Однажды я случайно стал свидетелем, как пожилая работница в халате стояла перед Злобинским на коленях, плакала, просила её не увольнять, пыталась поцеловать ему руку. При моём появлении Злобинский вышел из конторки, а женщина произнесла:
  - Ведь я одна, у меня никого нет, как жить буду…
Не обращал внимания я и на слова начальника охраны, что начальство целыми машинами увозят и кому-то продаЮт хлеб куда-то в район или меняют там на мясо. Ни в школе на уроках, ни в газетах, ни в нашей прекрасной литературе я об этом ничего не слышал и не читал. Значит, это не имеет место быть. Надо быть выше сплетен. Я высоко нёс свою честную комсомольскую голову.

                * * *

 
       В разгар своей комсомольской деятельности, после долгого перерыва, я вновь пришёл к отцу Борису. Теперь перед ним сидел я, привыкший организовывать людей на ту или иную деятельность. В манерах моих говорить и держать себя, появился некоторый налёт от руководителя. Теперь я говорил примерно так.
    – Трудно работать с массами!.. Пока добьёшься своего!.. Неблагодарная работа! Как в прорву! Хорошо у вас тут. Тихо. Люди сами приходят, поговорите и разойдётесь.
     Чем больше я говорил, тем задумчивее, даже печальнее делался отец Борис. Наконец, он сказал:
    – Не так уж, Витя, у нас легко. Люди такое рассказывают. Пока в себе всё переберёшь, сердце так изболится… Вы, Витя, не читали «Исповедь атеиста»? Унылая, безрадостная жизнь без Бога. Ещё есть книга Мадзини «Обручённые» Обязательно прочитайте.
    – Да где же я возьму эти книги? Они, наверно, все в спецхране. О чём «Обручённые»?
    – О радости общения с Богом. Это такая радость, Витя. Нет выше радости молитвы Богу.
    Мне знакома радость, когда сочиняешь стихи, поэтому спросил:
    – Радость молитвы Богу выше даже радости творчества?
    – Да, выше, - тихо произнёс отец Борис.

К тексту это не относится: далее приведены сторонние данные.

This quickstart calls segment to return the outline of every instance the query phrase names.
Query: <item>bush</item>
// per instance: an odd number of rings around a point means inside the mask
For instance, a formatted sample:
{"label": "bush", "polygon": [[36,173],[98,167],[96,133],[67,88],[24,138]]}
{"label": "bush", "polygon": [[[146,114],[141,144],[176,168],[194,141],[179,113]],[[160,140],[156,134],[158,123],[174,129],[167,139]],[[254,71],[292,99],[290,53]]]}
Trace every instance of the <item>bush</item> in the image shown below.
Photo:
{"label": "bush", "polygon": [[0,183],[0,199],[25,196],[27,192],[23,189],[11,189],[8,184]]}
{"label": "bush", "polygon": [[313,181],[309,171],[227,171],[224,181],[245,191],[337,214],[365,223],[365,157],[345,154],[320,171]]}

    В другой раз он сказал: – В этой активной жизни иногда не видят горе отдельного человека. Не до него как-то…– тихо, чуть печально, произнёс отец Борис. – Недавно умерла мама у одной девочки. Товарищи по работе помогли похоронить. Оказали помощь. А потом уже больше к девочке никто не пришёл. Она учится в девятом классе. Совсем одна осталась. Вот и прильнула девочка к нашей уборщице, соседке. В церковь вместе ходят, - просто, как факт, рассказал это отец Борис.

     На следующий день, только я переступил порог крестильни, отец Борис сказал:
    – У меня только что была девочка, о которой я вам, Витя, вчера рассказывал. Нина, её имя… -  Он светился радугой любви.
    – А, это та, которая мне встретилась во дворе! Я сейчас! – И я бросился за дверь, догонять ту девочку. Она уже стояла на остановке трамвая, около магазина «Узкитаб». Маленькая. Худенькая. Как воробушек. Она потеряла самое дорогое в жизни – маму. У меня были мама и папа. Я за ними, как за каменной стеной. Я был часть этой стены. Сейчас летел, как камень из пращи,
не заботясь, что сделаю больно.
    – Вы – Нина? – Налетел я, запыхавшись.
    – Да. - испуганно ответила она.
    – Скажите, почему вы стали ходить в церковь? Что вас туда привело?
    – Душа…- тихо ответила девочка.
     Если бы она сослалась не на душу, а на цунами в Японии, или пожар в Африке, до меня бы скорее дошло. Я стоял около неё, окончательно сбитый с толку. Рогатой улиткой подполз и замер перед нами рыжий трамвай. Приветливо распахнул двери-ширмы. Поглотил девочку в своё пустое нутро. Одна на весь вагон. Но мне там места не было. Нутро захлопнулось. Рога со скрежетом высекли электрическую искру. Улитка уползла с драгоценной жемчужиной внутри.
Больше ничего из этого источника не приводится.